American, (1877–1952)
BIOGRAPHY

A mover and shaker of her time, Katherine Dreier is best known as the co-founder of the Society of Independent Artists in 1916 and the Société Anonyme in 1920. The Society of Independent Artists promoted democracy in art through open invitation exhibitions. It was during their 1917 exhibition that Marcel Duchamp, the co-founder and friend of Dreier’s, first presented a urinal signed by R. Mutt that he titled Fountain. The Société Anonyme collected the then-controversial modern art of the early 20th century and would later serve as the basis for the modern art collection at Yale University through a gift of over 1,000 works.
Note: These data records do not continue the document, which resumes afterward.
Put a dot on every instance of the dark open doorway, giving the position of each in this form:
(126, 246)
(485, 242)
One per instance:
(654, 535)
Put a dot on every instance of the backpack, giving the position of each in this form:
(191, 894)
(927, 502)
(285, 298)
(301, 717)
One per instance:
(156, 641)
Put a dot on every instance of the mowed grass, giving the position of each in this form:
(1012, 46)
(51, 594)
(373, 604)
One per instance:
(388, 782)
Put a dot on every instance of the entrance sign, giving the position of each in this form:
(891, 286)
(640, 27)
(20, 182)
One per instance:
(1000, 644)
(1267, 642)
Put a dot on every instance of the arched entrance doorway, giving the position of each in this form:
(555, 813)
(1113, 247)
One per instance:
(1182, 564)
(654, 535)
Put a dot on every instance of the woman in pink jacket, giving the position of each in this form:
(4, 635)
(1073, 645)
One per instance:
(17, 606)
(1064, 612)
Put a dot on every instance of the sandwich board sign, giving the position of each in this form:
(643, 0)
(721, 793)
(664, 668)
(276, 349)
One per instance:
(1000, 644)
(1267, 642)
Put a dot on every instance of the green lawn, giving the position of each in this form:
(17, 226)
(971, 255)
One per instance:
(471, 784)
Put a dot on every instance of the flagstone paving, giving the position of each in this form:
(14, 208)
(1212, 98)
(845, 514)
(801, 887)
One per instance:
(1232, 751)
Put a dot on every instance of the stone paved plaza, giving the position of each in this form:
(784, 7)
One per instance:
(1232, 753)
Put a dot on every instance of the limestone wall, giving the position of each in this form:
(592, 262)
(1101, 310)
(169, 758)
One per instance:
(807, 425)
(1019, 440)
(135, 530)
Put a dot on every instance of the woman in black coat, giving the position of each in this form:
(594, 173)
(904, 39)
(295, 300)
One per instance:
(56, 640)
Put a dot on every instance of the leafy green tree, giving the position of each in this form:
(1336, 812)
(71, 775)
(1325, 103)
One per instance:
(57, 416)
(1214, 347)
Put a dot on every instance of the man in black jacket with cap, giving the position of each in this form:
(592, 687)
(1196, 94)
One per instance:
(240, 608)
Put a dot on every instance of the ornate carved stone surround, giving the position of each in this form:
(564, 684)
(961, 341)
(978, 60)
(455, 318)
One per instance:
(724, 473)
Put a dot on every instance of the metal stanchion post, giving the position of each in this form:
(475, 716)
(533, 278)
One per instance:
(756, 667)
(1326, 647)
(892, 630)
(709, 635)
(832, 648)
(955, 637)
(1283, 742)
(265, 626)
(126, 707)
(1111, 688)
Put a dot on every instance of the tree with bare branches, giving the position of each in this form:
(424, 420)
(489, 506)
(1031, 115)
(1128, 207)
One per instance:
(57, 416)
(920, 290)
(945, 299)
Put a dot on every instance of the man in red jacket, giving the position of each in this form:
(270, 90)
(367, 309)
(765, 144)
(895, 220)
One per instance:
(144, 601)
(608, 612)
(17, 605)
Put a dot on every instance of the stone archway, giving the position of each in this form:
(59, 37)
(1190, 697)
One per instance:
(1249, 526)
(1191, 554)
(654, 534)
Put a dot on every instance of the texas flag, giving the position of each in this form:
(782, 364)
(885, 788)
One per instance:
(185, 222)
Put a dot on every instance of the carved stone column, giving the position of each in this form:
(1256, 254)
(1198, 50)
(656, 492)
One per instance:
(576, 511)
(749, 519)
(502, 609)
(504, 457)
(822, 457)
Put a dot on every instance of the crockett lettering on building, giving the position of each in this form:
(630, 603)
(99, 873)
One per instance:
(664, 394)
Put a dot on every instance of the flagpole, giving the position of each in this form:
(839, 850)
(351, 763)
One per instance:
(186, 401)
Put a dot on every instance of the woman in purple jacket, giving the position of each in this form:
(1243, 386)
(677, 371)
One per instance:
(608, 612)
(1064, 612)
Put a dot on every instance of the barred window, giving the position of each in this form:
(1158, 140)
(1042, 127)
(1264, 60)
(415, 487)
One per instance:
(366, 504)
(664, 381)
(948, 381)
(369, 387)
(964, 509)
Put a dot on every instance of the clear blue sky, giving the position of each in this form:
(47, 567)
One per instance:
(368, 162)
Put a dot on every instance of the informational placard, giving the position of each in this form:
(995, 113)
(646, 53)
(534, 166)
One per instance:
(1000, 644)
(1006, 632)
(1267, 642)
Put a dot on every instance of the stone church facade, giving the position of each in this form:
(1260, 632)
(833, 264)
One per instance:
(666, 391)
A student of art since her childhood, Dreier studied at The Pratt Institute in 1900, travelled to Europe in 1902, and had her work shown in the 1913 Armory Show. An internationally-recognized suffragette, Katherine Dreier was also the aunt of Theodore Dreier, one of the founders of Black Mountain College.
In the foreword to this 1 to 40 Variations portfolio, the artist writes that she was inspired by Kandinsky’s and Beethoven’s variations as well as an international regatta. Variations continued its connections to music through a choreographed work based on Dreier’s lithographs. Ted Shawn, founder of Jacob’s Pillow and supporter of Martha Graham, choreographed a dance with original music provided by composer Jess Meeker with the Carol Lynn Ballet at the Baltimore Museum of Art in January 1939.
Dreier’s friendship with Duchamp lasted a lifetime, and she trusted him to supervise the printing of the Variations portfolio in Paris in 1937. A handwritten note inscribed on the foreword of the portfolio at the Hilla Rebay Library reads, “Marcel Duchamp enjoyed helping these facsimiles
look like the forty original variations,” hinting at Duchamp’s practice of complicating ideas of both originality and authorship.
A common theme revisited by artists to this day, the Variations explore the possibilities of practice and demonstrate a method of artistic problem solving. Katherine Dreier’s works can be found in the collections of the Museum of Modern Art, The Metropolitan Museum of Art, and the Special Collections at the Guggenheim’s Hilla Rebay Library.